I swallowed hard, my body trembling. "W–Who are you?"
He stopped, his armored bulk towering before me. His head tilted slightly, as though amused I had to ask. Then the helm lifted just enough for me to see the scarred ruin of his face. The empty sockets where eyes once were.
"I was Ulfr the Blind," he said. His voice cracked on the name, as though it belonged to someone else, long dead. "Left to rot in a cave while men laughed at my weakness. But my god did not laugh. My god saw me. Miraak guided me, showed me the path. And Hermaeus Mora gave me sight beyond sight."
His gauntlet rapped once against the breastplate, where those glowing eyes pulsed like a heartbeat. "Now I see more than any of you."
The words chilled deeper than the ruin's air. My knees threatened to give way, but I forced myself to stand. I remembered him—somewhere in Skyrim, a bandit left to guard the entrance of White River Watch. A blind fool, easily pitied. That was all he was supposed to be. And yet here he stood, twisted into something far worse.
"You…" My voice cracked. "You kill your own men."
He laughed, a broken, scraping sound. "Men? Pathetic scavengers who thought themselves strong. They could not hear the whispers in the dark. They were blind, truly blind. I am the Unseeing. I cast away weak flesh so I might see eternity."

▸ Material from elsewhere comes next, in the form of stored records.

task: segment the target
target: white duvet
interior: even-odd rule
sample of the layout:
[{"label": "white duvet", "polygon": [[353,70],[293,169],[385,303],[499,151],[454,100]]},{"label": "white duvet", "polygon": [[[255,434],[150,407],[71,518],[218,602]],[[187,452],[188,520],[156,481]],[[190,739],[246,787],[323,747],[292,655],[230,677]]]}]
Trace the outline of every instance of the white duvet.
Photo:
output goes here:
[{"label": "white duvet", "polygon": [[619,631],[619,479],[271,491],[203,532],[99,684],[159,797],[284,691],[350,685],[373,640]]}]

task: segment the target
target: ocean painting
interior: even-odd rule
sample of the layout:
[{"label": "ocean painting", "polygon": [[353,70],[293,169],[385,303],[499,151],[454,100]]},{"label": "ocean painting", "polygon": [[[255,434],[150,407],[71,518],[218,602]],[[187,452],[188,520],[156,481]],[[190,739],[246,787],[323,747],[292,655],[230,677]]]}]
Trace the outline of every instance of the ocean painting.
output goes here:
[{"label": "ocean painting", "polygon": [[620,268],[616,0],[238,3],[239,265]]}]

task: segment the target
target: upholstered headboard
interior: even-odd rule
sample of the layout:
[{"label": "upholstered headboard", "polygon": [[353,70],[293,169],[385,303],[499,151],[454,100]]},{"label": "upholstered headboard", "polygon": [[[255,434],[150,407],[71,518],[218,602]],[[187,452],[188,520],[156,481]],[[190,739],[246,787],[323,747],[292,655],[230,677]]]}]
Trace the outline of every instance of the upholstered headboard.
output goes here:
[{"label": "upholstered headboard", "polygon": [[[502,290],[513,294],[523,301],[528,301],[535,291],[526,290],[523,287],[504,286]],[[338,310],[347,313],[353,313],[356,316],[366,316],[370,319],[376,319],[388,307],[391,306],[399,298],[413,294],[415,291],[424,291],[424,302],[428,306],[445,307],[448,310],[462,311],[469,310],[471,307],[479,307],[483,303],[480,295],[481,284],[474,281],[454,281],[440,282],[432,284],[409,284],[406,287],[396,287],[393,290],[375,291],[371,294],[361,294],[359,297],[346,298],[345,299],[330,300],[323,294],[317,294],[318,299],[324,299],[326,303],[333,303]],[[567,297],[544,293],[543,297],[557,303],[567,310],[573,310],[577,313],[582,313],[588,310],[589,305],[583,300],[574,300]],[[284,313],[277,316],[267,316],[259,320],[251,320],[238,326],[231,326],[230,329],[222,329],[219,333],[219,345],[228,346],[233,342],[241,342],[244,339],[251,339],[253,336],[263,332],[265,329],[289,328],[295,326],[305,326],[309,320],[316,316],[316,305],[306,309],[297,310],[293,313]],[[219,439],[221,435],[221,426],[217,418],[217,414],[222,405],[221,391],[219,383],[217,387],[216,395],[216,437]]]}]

He raised his sword, a brutal slab of steel nicked with battles. The green-yellow light spread across the edges of his armor, veins of sickly glow crawling like roots across his chestplate. "And you, little pawn—you belong to another Prince. Who is it? Who whispers to you when the blood runs?"
My lips parted, but no sound came. My chest heaved, my mind screaming.
I wanted to deny it. To hide it. But the way Ulfr's twisted smile widened beneath his helm told me he already knew.
"Not Hermaeus. Not the One Who Knows." His voice darkened. "A rival. A light that burns against the dark. Hah. Of course." He leaned closer, so close I could feel his breath seep through the steel. "You are a champion too. Just like me."
My knees finally gave way. I fell to the floor, sword slipping from numb fingers. The ruin spun around me, the walls breathing, the glow of his armor stretching into monstrous shapes.
Ulfr lifted his blade high, the torchlight running red across its edge. "Then die, and let your Prince mourn the weakness of His champion."
The world narrowed to that blade. It hung above me, a shadow sharp enough to cut the air itself. My chest seized. My body refused to move. Zavir lay broken somewhere behind me. I was alone.
And then—
"Survive."
The voice cut through the dark like dawn through fog. Clear. Radiant. Merciless.
It was Meridia's voice telling me to survive this fight.
Warmth spread through my chest, a light burning against the cold. My veins glowed faintly beneath the skin, threads of fire racing through limbs that had been stone. The ruin's shadows recoiled from it. Even the greenish-yellow glow of Ulfr's breastplate flickered, dimmed for the briefest instant.
Ulfr's head snapped back, as though struck by the sound he could not hear. His grip tightened around the sword. "Her…" His voice twisted into a snarl. "Meridia."
The light grew stronger, pulsing with each beat of my heart. It did not heal me completely. My wounds still burned, my muscles still ached. But I could move. I could breathe. I could fight.
I reached for the sword, my hand closing around its hilt once more. The steel was heavy, but no longer unbearable.
Ulfr loomed above, his glowing eyes burning hotter, his voice a guttural growl. "So be it, Champion of the Light. Let us see whose god will prevail."
The ruin hummed, louder, deeper, as if the mountain itself leaned closer to witness.
And there, on the bronze floor of Mzinchaleft, two pawns of rival Princes prepared to clash.
But not tonight.
For now, Meridia's blessing was only enough to let me survive.